Some 200 million ringgit ($52.6 million) has been budgeted to overcome the problem, Deputy Energy, Communications and Multimedia Minister Chan Kong Choy said."

-- Arlin H. Adams (ahadams@ix.netcom.com), April 07, 1999

Answers

For Hawaii residents, this could be of special interest; I understand that nearly all our fuel comes from Malaysia.

That "70% compliant" figure would put the southeast asian nation at the head of the class for preparedness, wouldn't it?

PNG? Anyone?

-- Sara Nealy (keithn@aloha.net), April 15, 1999.


I know that the Japanese government prompted IBM (Japan) and HP (Japan) to set up a task force the first of the year to travel throughout Asian countries offering technical assistance. The concept of measuring remediation rates using money spent or percentage of systems completed is suspect with me (and most people, I hope).
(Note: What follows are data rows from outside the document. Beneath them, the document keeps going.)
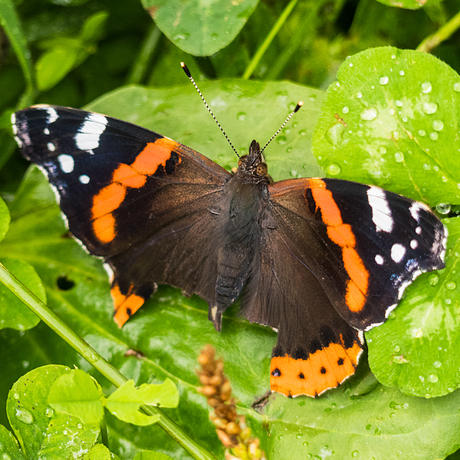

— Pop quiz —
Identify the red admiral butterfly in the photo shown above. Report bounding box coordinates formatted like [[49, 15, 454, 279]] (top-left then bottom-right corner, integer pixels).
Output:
[[12, 76, 447, 396]]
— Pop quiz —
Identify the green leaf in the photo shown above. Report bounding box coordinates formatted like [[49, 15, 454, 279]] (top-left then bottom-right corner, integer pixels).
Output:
[[0, 198, 11, 241], [48, 369, 104, 425], [87, 81, 323, 180], [0, 258, 42, 331], [106, 379, 179, 426], [366, 218, 460, 397], [6, 365, 99, 460], [82, 444, 114, 460], [35, 38, 88, 91], [377, 0, 430, 10], [313, 47, 460, 206], [133, 450, 172, 460], [142, 0, 258, 56], [0, 0, 34, 100], [0, 425, 25, 460], [80, 11, 109, 43], [265, 385, 460, 460]]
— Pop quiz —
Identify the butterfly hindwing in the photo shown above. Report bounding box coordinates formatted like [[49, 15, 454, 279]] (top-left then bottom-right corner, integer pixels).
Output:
[[13, 106, 447, 396], [13, 106, 230, 325]]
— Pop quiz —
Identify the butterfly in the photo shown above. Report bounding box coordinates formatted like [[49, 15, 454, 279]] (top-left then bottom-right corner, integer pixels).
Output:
[[12, 99, 447, 396]]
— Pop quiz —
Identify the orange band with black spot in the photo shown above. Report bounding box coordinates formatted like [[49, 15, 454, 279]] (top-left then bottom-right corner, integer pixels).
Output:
[[91, 137, 181, 244], [270, 342, 362, 397], [110, 284, 145, 328], [309, 179, 369, 312]]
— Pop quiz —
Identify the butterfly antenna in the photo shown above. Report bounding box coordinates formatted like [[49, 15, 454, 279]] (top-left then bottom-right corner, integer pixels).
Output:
[[260, 101, 303, 153], [180, 62, 240, 158]]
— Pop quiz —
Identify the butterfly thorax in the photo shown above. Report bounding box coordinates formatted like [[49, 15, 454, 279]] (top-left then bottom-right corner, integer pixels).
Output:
[[236, 141, 273, 184]]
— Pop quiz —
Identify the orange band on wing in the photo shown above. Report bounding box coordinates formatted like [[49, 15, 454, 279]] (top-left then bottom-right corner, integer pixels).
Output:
[[270, 336, 362, 397], [91, 137, 181, 244], [309, 179, 369, 312], [110, 284, 145, 328]]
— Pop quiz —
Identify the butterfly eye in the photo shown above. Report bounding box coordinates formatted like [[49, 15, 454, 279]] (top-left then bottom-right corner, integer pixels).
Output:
[[256, 163, 267, 176]]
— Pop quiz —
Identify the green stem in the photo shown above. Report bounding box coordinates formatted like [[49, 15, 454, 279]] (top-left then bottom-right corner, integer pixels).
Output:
[[417, 11, 460, 53], [243, 0, 298, 80], [126, 24, 161, 85], [0, 264, 215, 460]]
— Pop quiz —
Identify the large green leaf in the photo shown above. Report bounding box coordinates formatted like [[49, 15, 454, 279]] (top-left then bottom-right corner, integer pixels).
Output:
[[366, 218, 460, 397], [6, 365, 99, 460], [267, 385, 460, 460], [313, 47, 460, 206], [142, 0, 258, 56]]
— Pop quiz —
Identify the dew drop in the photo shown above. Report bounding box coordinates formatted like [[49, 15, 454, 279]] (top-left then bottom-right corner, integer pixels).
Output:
[[326, 163, 341, 176], [422, 102, 438, 115], [422, 81, 432, 94], [276, 136, 287, 145], [395, 152, 404, 163], [361, 107, 378, 121], [14, 409, 34, 425], [428, 273, 439, 286], [436, 203, 451, 214]]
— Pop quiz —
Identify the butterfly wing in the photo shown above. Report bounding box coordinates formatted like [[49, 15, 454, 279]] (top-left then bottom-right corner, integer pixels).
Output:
[[243, 179, 447, 396], [13, 106, 231, 326]]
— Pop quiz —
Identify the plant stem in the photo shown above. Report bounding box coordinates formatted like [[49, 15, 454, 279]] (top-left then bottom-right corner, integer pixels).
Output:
[[242, 0, 298, 80], [417, 12, 460, 53], [0, 263, 215, 460]]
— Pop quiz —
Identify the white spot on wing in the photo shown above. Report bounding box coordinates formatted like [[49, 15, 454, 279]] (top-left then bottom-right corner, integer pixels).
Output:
[[58, 154, 75, 173], [43, 107, 59, 125], [375, 254, 385, 265], [11, 112, 22, 148], [75, 113, 108, 150], [367, 187, 394, 233], [409, 201, 430, 222], [391, 243, 406, 264]]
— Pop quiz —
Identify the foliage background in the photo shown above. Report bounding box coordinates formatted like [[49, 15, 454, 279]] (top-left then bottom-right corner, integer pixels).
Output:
[[0, 0, 460, 459]]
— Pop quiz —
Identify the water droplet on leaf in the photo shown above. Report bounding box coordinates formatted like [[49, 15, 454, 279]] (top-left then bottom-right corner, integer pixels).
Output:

It's not that I think everyone is lying. The threat of debilitating lawsuits is more of a western phenomemon and tort law jugements (if any) are usually small in Asian countries. There is not the panic-prevention, public awareness factor in most Asian countries. The number of people "computer aware" is small. Panic would only happen after an event.

Both measurements are simply meaningless numbers. The simple explanation is:

System A may not be as complex to remediate as System B.
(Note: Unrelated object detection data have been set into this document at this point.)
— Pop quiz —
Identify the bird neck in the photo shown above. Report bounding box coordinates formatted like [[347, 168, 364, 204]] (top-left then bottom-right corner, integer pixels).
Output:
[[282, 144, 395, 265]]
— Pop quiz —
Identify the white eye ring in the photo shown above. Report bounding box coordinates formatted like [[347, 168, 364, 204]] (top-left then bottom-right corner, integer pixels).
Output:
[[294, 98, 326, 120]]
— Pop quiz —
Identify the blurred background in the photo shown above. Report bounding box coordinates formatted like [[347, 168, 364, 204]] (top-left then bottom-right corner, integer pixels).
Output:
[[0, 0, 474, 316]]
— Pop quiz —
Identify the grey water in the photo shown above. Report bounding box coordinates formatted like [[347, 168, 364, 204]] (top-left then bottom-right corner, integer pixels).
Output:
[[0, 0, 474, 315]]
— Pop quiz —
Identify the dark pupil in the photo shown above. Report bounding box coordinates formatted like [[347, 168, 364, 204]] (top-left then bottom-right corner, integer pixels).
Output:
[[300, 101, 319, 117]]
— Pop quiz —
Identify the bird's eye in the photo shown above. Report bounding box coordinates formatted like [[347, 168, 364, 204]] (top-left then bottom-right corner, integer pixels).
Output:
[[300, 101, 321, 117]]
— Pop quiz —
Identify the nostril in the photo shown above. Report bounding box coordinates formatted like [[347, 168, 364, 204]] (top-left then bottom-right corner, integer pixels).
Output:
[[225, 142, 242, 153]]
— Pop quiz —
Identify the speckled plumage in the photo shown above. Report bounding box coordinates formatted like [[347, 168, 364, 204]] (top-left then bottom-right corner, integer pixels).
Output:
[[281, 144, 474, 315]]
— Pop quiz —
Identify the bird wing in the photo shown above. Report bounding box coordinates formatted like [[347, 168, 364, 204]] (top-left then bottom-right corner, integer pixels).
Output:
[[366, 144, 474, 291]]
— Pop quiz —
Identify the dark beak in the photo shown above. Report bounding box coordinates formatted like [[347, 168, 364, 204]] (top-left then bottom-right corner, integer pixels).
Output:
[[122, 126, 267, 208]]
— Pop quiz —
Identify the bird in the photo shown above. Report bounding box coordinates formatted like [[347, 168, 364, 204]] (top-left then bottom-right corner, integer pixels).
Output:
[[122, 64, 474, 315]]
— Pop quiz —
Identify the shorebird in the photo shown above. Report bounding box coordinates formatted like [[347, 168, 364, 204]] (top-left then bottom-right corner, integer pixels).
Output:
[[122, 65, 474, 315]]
System C may be more important than A or B.

System C may use more data from B than A.

Yet, System C requires both A and B to be remediated.
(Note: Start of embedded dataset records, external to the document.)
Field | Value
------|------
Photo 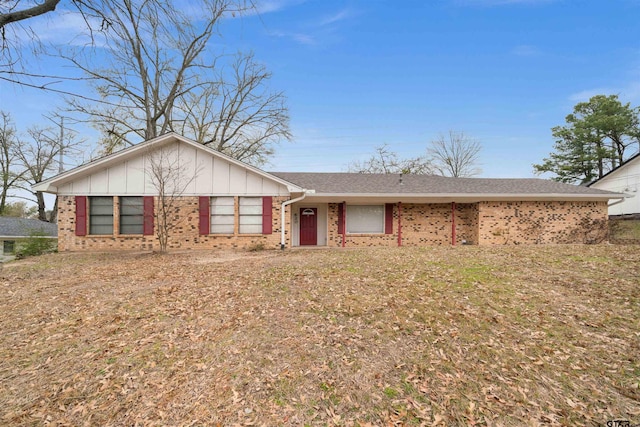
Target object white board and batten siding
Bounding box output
[58,142,289,196]
[590,157,640,215]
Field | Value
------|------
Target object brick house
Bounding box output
[34,133,624,251]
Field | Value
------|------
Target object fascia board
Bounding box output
[307,193,630,202]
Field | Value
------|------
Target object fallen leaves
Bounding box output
[0,245,640,426]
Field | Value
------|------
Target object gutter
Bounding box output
[280,189,312,250]
[607,194,635,208]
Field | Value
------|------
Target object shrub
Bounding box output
[16,231,56,259]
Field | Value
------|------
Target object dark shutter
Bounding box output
[76,196,87,236]
[338,203,344,234]
[262,196,273,234]
[384,203,393,234]
[142,196,154,236]
[198,196,211,235]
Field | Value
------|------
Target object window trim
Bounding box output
[206,195,237,236]
[87,196,115,236]
[345,203,386,235]
[118,196,145,236]
[238,196,264,236]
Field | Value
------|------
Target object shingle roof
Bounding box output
[0,216,58,237]
[271,172,613,196]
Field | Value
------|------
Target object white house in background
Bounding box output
[588,153,640,216]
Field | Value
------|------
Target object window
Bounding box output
[347,205,384,234]
[239,197,262,234]
[2,240,16,254]
[89,197,113,234]
[210,197,235,234]
[120,197,144,234]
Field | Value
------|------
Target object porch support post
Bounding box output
[342,201,347,248]
[280,190,307,250]
[398,202,402,246]
[451,202,456,246]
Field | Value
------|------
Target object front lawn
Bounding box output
[0,245,640,426]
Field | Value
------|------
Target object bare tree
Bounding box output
[427,130,482,178]
[0,200,38,219]
[0,111,25,215]
[16,120,84,221]
[61,0,291,163]
[147,146,198,252]
[0,0,60,31]
[347,144,432,175]
[174,53,291,165]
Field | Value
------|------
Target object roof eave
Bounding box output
[307,193,628,203]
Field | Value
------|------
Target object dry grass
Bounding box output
[0,245,640,426]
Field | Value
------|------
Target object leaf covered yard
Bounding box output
[0,245,640,426]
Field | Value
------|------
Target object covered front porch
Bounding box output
[290,199,478,247]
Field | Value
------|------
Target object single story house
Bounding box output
[588,153,640,217]
[33,133,624,251]
[0,216,58,261]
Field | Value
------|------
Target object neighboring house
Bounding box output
[0,216,58,261]
[588,153,640,216]
[33,133,623,251]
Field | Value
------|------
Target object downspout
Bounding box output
[342,201,347,248]
[398,202,402,246]
[451,202,456,246]
[607,196,635,208]
[280,190,307,250]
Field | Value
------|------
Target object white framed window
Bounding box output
[89,197,113,235]
[238,197,262,234]
[347,205,384,234]
[210,197,235,234]
[120,196,144,234]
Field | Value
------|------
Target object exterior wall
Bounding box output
[328,201,607,247]
[58,142,289,196]
[327,203,478,247]
[478,202,608,245]
[590,157,640,215]
[58,196,290,252]
[289,201,327,246]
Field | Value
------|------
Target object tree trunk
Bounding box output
[36,191,47,221]
[49,196,58,224]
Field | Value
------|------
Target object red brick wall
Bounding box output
[58,196,607,251]
[58,196,290,252]
[478,201,608,245]
[328,202,607,247]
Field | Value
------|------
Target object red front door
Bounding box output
[300,208,318,246]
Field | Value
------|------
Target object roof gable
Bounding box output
[33,133,302,195]
[587,152,640,188]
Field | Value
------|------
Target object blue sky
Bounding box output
[0,0,640,177]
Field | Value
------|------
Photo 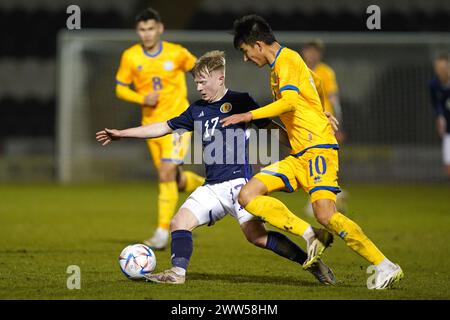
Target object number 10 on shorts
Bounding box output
[308,156,327,177]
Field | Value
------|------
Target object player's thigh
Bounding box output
[158,161,179,182]
[253,156,298,193]
[220,178,259,225]
[180,186,226,226]
[170,207,199,232]
[146,139,162,170]
[160,132,191,165]
[442,134,450,166]
[296,148,340,203]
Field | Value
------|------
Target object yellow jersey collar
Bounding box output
[270,46,285,69]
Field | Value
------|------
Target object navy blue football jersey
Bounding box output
[167,90,271,184]
[429,78,450,133]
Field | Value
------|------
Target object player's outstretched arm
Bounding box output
[221,90,298,127]
[95,121,173,146]
[325,111,339,132]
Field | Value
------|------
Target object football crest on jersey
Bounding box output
[164,60,174,71]
[220,102,233,113]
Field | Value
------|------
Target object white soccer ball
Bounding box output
[119,244,156,280]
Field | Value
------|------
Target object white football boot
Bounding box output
[367,264,404,290]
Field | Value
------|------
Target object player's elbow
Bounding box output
[116,85,123,99]
[282,95,298,112]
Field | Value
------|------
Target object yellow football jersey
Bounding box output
[116,41,196,125]
[270,47,337,155]
[314,63,338,114]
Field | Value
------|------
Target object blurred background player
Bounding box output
[97,50,336,284]
[301,39,347,216]
[116,8,204,250]
[429,52,450,179]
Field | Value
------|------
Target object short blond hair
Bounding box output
[192,50,226,77]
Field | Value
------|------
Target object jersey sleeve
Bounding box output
[178,47,197,72]
[245,93,272,128]
[116,51,133,86]
[429,83,444,116]
[277,55,306,93]
[323,68,338,96]
[167,107,194,131]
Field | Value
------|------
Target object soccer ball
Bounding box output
[119,244,156,280]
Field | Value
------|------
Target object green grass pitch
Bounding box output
[0,184,450,300]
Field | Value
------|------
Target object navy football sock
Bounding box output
[266,231,308,264]
[170,230,193,270]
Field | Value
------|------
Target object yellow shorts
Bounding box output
[255,148,341,202]
[147,132,191,169]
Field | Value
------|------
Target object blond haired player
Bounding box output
[96,51,336,284]
[221,15,403,289]
[116,8,204,250]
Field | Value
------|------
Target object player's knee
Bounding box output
[247,236,267,248]
[158,166,177,182]
[238,185,257,207]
-- PNG (png@gol.com), April 15, 1999.


PNG -

You bring up an interesting point. Are "organisations" outside the US issuing different messages about their readiness than US organizations? I ask because there has been much discussion of the fact that very few US entities have publically and loudly declared themselves "Y2K-Ready", and one reason given for this lack of news is the fear of litigation. Given that other countries have very different legal systems, shouldn't we see large numbers of foreign companies telling all of us that they're "Ready"?